She headed east a few miles on winding West Coast Road toward Otter Point, where her father lived. It had been too easy to accept his generous offer to share the large home. With her fledgling career and modest salary, buying a property was impossible with average prices shooting past four hundred thousand dollars. Legal (or illegal) suites were available only through close connections, and apartments were scarce. Park trailers were an alternative, but she wouldn’t be stationed here for more than a few years and didn’t want the hassle of selling.
Reluctant though she’d been to return to a place with bad school memories, she wanted to be sure her father was as well and happy as possible. The quintessential professor, he nursed his absentmindedness like a fond character trait. It allowed him a certain aloofness, especially from women. She wondered if he was lonely, because he’d never admit it. Neither did he mention female companions. Perhaps, with her dismal dating history, she was closer to him in personality than she thought. The social whirl never had meant much to her, busy and content in her own company.
She passed Kirby Creek, Muir Creek, Tugwell Creek, pioneer names from settlement. A metal sign on each bridge flagged the salmon habitat and urged people to protect “our” resource. Many feared the fishery might collapse, due to overfishing, sea-lice transfer from fish farms, or hungry seals staking out claims near spawning areas.
At Gordon’s Beach, a curious string of miniature homes perched on the narrow shoreline, elbowing each other like in a Disney film. Some were flimsy shacks, others brand new whimsical hobbit houses with gables, turrets, nooks and crannies valued at over half a million. With fifty feet frontage or less, they clung like limpets to the strip of land. Turning on Otter Point Road, passing a llama farm and saluting the dark brown shaggy male who gazed into another pasture at his harem, she took a left at Otter Point Place, a sunny hillside dead-ending in a turnaround. With the opposite side of the street still pasture returning to bush, it had an unsurpassed view of the ocean.
She stopped at the new mailbox pavilion. Nothing from Kevin in Nunavut. Why did she expect him to write? Even though they’d dated in Port McNeill, he’d made a deliberate attempt to keep their relationship casual.

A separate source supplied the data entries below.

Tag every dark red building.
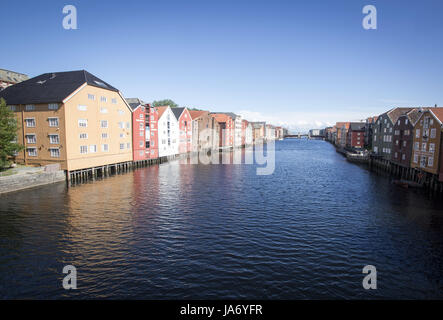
[126,98,158,161]
[392,109,421,168]
[346,122,366,149]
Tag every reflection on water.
[0,140,443,299]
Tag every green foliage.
[0,99,23,169]
[152,99,178,108]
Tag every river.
[0,139,443,299]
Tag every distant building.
[0,69,29,91]
[372,108,412,160]
[0,70,133,171]
[251,122,266,143]
[365,117,377,150]
[210,112,236,148]
[157,106,180,157]
[171,108,192,153]
[411,108,443,181]
[126,98,158,161]
[346,122,366,149]
[189,110,220,152]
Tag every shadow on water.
[0,140,443,299]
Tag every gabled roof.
[171,108,186,120]
[157,106,169,119]
[429,108,443,123]
[125,98,146,111]
[211,112,239,119]
[380,108,413,124]
[0,70,118,104]
[349,122,366,131]
[0,69,29,83]
[189,110,209,120]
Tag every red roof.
[157,106,169,119]
[189,110,209,120]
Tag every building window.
[25,118,35,128]
[428,157,434,167]
[26,134,37,144]
[27,148,37,157]
[78,119,88,128]
[48,118,58,127]
[429,143,435,153]
[49,134,60,144]
[49,148,60,158]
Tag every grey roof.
[125,98,146,111]
[0,70,118,104]
[0,69,29,83]
[250,121,266,129]
[171,107,186,120]
[211,112,239,119]
[349,122,366,131]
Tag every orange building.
[0,70,133,171]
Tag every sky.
[0,0,443,132]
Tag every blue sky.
[0,0,443,130]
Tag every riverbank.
[0,166,66,194]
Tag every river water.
[0,139,443,299]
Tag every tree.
[0,98,23,169]
[152,99,178,108]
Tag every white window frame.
[49,148,60,158]
[49,133,60,144]
[25,133,37,144]
[25,118,37,128]
[48,117,60,128]
[26,147,37,157]
[78,119,88,128]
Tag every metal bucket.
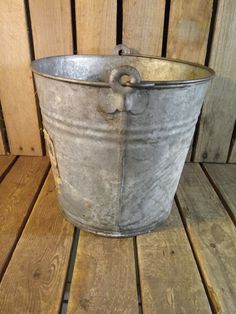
[32,44,214,237]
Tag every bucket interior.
[32,55,214,83]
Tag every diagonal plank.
[68,232,138,314]
[204,164,236,223]
[137,204,211,314]
[0,172,74,313]
[0,157,49,277]
[177,164,236,314]
[0,156,16,181]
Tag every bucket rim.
[31,54,216,89]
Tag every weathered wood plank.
[68,232,138,314]
[137,204,211,314]
[0,173,74,313]
[194,0,236,162]
[0,110,6,155]
[166,0,213,161]
[204,164,236,223]
[177,164,236,314]
[76,0,117,54]
[166,0,213,64]
[229,134,236,163]
[0,0,42,155]
[29,0,73,58]
[0,157,49,277]
[0,134,6,155]
[123,0,165,56]
[0,156,16,180]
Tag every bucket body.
[33,51,213,236]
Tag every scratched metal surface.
[32,52,211,236]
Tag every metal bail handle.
[109,65,141,95]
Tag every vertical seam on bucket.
[116,112,128,231]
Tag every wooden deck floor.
[0,157,236,314]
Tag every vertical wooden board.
[204,164,236,224]
[0,101,7,155]
[0,173,74,313]
[137,204,211,314]
[229,138,236,163]
[194,0,236,162]
[177,163,236,314]
[29,0,73,58]
[0,134,6,155]
[0,156,16,180]
[76,0,117,54]
[123,0,165,56]
[0,157,49,277]
[0,0,42,155]
[68,232,138,314]
[166,0,213,161]
[167,0,213,64]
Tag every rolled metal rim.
[31,54,215,89]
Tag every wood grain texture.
[0,173,74,313]
[204,164,236,224]
[68,232,138,314]
[166,0,213,161]
[0,128,6,155]
[194,0,236,162]
[229,134,236,163]
[29,0,73,58]
[123,0,165,56]
[0,157,49,275]
[167,0,213,64]
[0,0,42,155]
[137,204,211,314]
[177,164,236,314]
[0,156,16,180]
[76,0,117,54]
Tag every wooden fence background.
[0,0,236,163]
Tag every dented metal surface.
[33,47,213,236]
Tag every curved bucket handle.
[100,45,148,114]
[109,65,141,95]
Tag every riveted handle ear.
[109,65,141,95]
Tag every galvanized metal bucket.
[32,47,214,237]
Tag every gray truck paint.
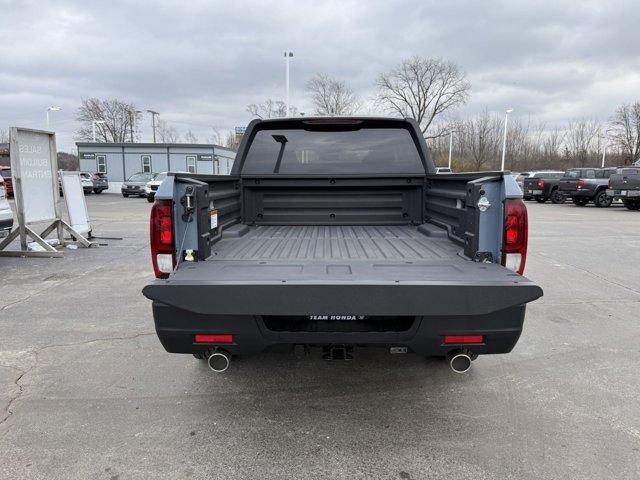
[143,119,542,360]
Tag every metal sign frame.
[59,170,91,238]
[0,127,91,257]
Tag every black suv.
[522,171,566,203]
[560,168,616,208]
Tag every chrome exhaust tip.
[207,350,231,373]
[449,350,471,373]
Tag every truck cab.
[560,168,616,208]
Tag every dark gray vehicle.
[91,173,109,193]
[121,172,155,198]
[143,118,542,372]
[522,171,565,204]
[560,168,616,208]
[607,166,640,210]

At first she’d been seduced by his gourmet Italian cooking and black belt in karate. Then, near the end, enter that new file clerk with the low-cut blouses and high-cut hemlines. He’d had such an odd look when she’d met them leaving the evidence lockers. After that, he’d been slow to return her calls, pleading the need to attend sessions of a court case.
As she opened the box, Telus, Shaw and B.C. Hydro bills spilled from the metal cubicle. Obviously, her father had neglected to collect the mail for at least a week.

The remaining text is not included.